Try this python script:
$ cat script.py
#!/usr/bin/python
import re
from bs4 import BeautifulSoup
soup = BeautifulSoup(open('allcases'), features="xml")
for tag in soup.findAll('Name'):
for name in 'Jason Ignacio', 'Jason', 'Jim':
tag.string = re.sub(r'\b%s\b' % name, len(name)*'X', tag.string)
print(str(soup))
This code is compatible with either python2 or python3.

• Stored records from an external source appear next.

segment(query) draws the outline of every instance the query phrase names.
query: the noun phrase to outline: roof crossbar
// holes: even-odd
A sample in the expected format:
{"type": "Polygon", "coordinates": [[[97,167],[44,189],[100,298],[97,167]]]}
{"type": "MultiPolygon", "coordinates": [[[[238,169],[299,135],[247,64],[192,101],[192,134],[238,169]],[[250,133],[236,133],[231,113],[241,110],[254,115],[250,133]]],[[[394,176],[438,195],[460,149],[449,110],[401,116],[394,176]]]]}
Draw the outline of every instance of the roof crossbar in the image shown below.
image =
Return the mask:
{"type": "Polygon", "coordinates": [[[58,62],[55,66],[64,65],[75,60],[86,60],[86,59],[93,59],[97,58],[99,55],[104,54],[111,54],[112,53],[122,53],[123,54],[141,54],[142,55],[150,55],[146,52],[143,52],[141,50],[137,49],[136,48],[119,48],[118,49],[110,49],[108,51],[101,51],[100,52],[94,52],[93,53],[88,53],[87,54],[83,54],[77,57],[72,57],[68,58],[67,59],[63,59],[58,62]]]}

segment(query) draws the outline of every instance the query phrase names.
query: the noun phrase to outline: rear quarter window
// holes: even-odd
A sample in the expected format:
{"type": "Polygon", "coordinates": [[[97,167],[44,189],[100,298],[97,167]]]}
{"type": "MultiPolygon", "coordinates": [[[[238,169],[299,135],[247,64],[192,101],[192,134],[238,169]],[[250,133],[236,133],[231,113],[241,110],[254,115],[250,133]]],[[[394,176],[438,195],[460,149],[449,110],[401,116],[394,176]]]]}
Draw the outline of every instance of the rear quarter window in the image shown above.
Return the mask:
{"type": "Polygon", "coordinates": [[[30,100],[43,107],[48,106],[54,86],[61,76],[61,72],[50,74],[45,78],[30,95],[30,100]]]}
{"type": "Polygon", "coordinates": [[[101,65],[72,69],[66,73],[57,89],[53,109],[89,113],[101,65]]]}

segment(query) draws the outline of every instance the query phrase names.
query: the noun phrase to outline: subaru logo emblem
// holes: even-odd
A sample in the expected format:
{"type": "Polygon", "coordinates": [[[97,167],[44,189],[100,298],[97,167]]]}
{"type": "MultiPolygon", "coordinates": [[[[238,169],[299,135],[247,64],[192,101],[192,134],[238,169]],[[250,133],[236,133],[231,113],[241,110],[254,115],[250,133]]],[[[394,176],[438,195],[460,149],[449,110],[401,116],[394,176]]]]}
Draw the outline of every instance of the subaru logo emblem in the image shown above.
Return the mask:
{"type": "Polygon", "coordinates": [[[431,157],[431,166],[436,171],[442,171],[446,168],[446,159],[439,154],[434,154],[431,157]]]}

To make it work, you may need to install the BeautifulSoup module. On a debian-like system:
apt-get install python-bs4
Or, for python3:
apt-get install python3-bs4
Example
Let's consider this input file:
$ cat cases
<page>
<p>Jason</p>
<Name> Jason </Name>
<p>Jason</p>
<Name>Jim</Name>
<p>Jim</p>
<Name>Jim
</Name>
<Name>
Jim
</Name>
<Name> Jason </Name> <Name> Ignacio </Name>
<Name> Jason Ignacio </Name>
</page>
Let's run our script and observe the output:
$ python script.py
<?xml version="1.0" encoding="utf-8"?>
<page>
<p>Jason</p>
<Name> XXXXX </Name>
<p>Jason</p>
<Name>XXX</Name>
<p>Jim</p>
<Name>XXX
</Name>
<Name>
XXX
</Name>
<Name> XXXXX </Name> <Name> Ignacio </Name>
<Name> XXXXXXXXXXXXX </Name>
</page>
Note that the names in <p>
tags are left alone. The code only changes the names in <Name>
tags.
Also, as per the design, Jim
, Jason
, and Jason Ignacio
are changed to X's but other names are left alone. Even Ignacio, if it appears without an adjacent Jason, is left alone.